During the field trip, students from Aki Kurose’s After-School Heroes, a City Year-run club, led groups of wide-eyed elementary students on a tour. Elementary students were able to preview their future cafeteria, library, classrooms, and even see examples of middle-school work. They talked to a sixth grade language arts teacher, Mrs. Bradley, and read examples of middle school work. Dearborn Park students asked their older tour guides questions like, “How do you open a locker?” or “What is the hardest thing about middle school?” It didn’t take the elementary students long to realize, “Middle school is huge!”
Returning from her tour, City Year corps member, Sheera Langbaum, beamed with excitement. “This is a really interesting opportunity for our middle school students, too. I love how they are taking pride in their school and their accomplishments.”

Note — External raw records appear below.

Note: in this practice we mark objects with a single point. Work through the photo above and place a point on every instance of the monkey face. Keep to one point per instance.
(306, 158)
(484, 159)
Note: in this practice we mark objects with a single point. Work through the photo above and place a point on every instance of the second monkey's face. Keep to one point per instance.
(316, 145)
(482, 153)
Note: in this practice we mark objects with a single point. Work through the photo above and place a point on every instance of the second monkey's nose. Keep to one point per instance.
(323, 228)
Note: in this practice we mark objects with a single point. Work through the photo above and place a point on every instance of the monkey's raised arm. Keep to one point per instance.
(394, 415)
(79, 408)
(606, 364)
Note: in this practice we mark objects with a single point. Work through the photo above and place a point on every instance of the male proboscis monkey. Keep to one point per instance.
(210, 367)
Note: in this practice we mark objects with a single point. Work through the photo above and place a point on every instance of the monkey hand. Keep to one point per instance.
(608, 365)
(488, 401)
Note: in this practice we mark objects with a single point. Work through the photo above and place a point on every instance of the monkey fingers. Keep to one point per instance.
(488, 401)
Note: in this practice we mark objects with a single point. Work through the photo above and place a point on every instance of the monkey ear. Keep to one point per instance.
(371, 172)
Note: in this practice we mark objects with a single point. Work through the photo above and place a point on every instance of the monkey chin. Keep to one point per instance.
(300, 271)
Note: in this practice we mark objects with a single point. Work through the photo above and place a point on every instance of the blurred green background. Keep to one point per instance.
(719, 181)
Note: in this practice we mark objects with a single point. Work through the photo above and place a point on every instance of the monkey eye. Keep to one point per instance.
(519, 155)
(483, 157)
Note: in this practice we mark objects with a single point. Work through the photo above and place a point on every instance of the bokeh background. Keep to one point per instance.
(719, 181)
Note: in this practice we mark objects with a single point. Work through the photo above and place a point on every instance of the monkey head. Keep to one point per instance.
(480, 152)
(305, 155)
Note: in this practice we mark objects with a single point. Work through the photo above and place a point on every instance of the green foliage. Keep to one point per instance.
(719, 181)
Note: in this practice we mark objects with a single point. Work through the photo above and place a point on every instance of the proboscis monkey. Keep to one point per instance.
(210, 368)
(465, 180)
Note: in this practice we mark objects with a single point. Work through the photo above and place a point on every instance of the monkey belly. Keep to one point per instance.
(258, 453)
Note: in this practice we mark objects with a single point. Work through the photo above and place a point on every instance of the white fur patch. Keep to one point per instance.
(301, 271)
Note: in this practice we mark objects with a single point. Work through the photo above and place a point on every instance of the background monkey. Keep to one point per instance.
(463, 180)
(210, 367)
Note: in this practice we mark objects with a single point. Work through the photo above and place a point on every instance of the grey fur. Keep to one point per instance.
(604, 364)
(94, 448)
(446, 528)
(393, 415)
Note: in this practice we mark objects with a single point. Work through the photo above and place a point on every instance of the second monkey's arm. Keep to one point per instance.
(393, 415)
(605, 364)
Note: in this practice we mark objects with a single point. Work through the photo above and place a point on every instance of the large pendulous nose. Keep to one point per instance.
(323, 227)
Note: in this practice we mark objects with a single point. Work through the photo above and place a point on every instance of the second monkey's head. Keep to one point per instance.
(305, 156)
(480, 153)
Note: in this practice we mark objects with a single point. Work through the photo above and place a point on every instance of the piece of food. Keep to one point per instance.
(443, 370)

As a group activity, both middle school and elementary school students then worked together to define homelessness. They imagined how this plight might feel and constructed a flier asking their community to unite around this important issue and donate extra clothes. Students developed a deeper understanding of an important South Seattle issue and made a few new friends. Team leader Drea Bustamante said, “By the end of the day, everyone was buddies with each other!”
Fifth grader Kent* said, “I was surprised to see how big the students were, but still so nice. I didn’t expect that and now I’m less scared to go to middle school.” Next year, fifth graders will enter middle school prepared with knowledge, a few friendships and the security that City Year corps members will still be there for them.
*Names have been changed to protect the identities of the students we work with.